Le pari est osé, mais mesuré […] Il y a ici des filières intéressantes: la montagne, le ski, les sports de pleine nature, le thermalisme et le centre de remise en forme …»

• Concernant les immeubles en cours : Il convient de distinguer deux cas en Ariège:

– Les immeubles finis à 80, voire 95%, tels «le Valier» à Guzet, (trente cinq copropriétaires), l’immeuble situé derrière le Grand Hôtel à Aulus (environ soixante dix investisseurs), et le lotissement «L’Oustal du Carla» au Carla Bayle (soixante et un copropriétaires).

Pour ces trois immeubles, la Caisse d’Epargne Midi Pyrénées a fait savoir que les contrats pour l’achèvement de ces travaux étaient prêts.

Mais la situation est complexe, d’une part du fait que deux mandataires judiciaires ont été nommés, un par le TGI de Foix, Me Jocelyne Dutot, et un autre par le TGI d’Evry, Me Souchon.

Or la SCI ne peut être représenté que par un seul mandataire.

De plus, le promoteur a fait appel de la décision qui aurait permis de terminer ces chantiers et Me Dutot attend les résultats de cet appel.

Enfin, elle souhaite être confortée dans sa nomination de mandataire unique avant de prendre sa décision.

Il faut savoir que cet appel ne sera pas jugé par la Cour d’Appel de Toulouse avant la fin de l’année. (ndlr : fin 2010)

– Les immeubles sont à peine sortis de terre:

C’est le cas pour le «Bethmale», les «Merens 1 et 2» à Guzet, et la deuxième tranche de travaux du Carla Bayle.

C’est probablement les cas les plus dramatiques pour les investisseurs.

En effet, ils ont répondu aux appels de fonds pour des montants variant entre 35, 40, ou même 60% pour certains, doivent donc payer les traites, et sont loin, très loin de voir le début du commencement de la construction.

La plupart des propriétaires dans ce cas ont engagé une demande de «résolution de vente»

Cette procédure consiste à annuler les «effets obligatoires d’un engagement contractuel à exécution instantané en raison principalement de l’inexécution fautive par l’une des parties, des obligations mises à sa charge par la Loi ou par le contrat.

La résolution a un effet rétroactif, Il en découle que les parties sont remises dans l’état où elles se trouvaient à la date de la conclusion du contrat»

En d’autres termes cette procédure permet de faire prononcer par un tribunal l’annulation pure et simple de la vente.

Si cette résolution est actée, les investisseurs récupèrent leur mise assortie, le cas échéant, de dommages-intérêts compensatoires.
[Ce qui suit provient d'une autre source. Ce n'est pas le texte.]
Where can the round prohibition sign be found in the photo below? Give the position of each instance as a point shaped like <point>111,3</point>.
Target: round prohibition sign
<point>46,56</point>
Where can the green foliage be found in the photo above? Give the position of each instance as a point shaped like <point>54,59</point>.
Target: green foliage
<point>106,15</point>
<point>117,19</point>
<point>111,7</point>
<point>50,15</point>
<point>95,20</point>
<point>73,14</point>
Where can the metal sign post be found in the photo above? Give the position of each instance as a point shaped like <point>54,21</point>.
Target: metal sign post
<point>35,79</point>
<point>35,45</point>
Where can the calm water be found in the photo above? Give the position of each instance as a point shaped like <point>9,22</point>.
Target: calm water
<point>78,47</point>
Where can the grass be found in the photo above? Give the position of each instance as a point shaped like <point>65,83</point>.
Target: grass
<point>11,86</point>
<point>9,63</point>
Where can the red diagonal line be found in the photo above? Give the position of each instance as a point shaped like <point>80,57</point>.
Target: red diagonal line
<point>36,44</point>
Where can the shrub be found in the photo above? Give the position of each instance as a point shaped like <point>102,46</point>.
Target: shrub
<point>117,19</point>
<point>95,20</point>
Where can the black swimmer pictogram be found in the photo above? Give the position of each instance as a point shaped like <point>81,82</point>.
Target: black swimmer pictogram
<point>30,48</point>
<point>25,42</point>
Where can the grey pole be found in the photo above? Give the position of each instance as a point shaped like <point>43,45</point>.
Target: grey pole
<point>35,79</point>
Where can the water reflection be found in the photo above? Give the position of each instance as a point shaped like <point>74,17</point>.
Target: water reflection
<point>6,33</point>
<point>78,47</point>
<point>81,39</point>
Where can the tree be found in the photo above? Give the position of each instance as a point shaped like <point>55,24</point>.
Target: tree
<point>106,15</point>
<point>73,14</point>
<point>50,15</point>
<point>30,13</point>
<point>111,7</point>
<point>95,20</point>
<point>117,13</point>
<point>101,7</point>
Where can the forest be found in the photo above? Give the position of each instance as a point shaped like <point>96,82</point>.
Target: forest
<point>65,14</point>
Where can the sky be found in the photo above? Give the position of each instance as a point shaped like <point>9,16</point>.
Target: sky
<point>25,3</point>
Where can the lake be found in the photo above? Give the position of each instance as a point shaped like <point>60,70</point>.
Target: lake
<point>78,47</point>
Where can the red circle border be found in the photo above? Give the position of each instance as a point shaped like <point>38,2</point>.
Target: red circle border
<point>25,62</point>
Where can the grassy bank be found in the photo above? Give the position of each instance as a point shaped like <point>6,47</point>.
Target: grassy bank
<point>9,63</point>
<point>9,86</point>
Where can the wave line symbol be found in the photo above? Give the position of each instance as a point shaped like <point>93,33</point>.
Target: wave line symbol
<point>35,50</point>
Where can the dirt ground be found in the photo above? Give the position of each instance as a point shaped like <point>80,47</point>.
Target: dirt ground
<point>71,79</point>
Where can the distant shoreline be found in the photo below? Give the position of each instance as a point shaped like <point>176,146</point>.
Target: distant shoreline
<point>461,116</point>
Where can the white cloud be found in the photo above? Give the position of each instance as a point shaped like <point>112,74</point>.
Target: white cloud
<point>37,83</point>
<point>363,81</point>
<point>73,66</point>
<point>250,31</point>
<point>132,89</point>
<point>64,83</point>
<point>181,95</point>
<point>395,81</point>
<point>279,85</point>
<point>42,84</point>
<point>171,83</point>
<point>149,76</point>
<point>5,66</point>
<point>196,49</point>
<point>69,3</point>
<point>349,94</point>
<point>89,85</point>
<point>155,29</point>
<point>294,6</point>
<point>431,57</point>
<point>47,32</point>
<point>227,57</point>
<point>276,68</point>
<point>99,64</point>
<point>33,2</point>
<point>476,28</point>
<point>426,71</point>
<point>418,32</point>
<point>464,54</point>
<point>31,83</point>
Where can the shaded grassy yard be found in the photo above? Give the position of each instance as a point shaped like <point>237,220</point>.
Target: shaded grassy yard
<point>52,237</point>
Pour appuyer leur demande, ils ont assigné tant les notaires que les banques.

Il est clair que, dans cette affaire, les investisseurs, regroupés en association, ne restent pas inertes.

Outre le fait qu’ils sont à l’origine de la plupart des procédures engagées, ils se battent maintenant pour les faire aboutir et accélérer les processus.

C’est ainsi qu’ils ont écrit récemment à Michèle Alliot-Marie, Garde des Sceaux «pour demander que l’affaire soit jugée en priorité», aux tribunaux de Foix et Evry «pour que le jugement de ce dernier soit annulé», au TGI de Toulouse «pour demander un jugement en priorité»

A noter que pendant ce temps, l’argent ne rentre pas et surtout, pour les investisseurs dont les bâtiments ne sont pas terminés, que les immeubles se dégradent.

Il suffit pour s’en convaincre de voir l’état de l’immeuble situé derrière le Grand Hôtel, à Aulus, où se tenait cette assemblée générale, dont la couverture n’a jamais été finie, et qui subit les assauts des intempéries, neige, pluie, soleil, depuis maintenant près de deux ans.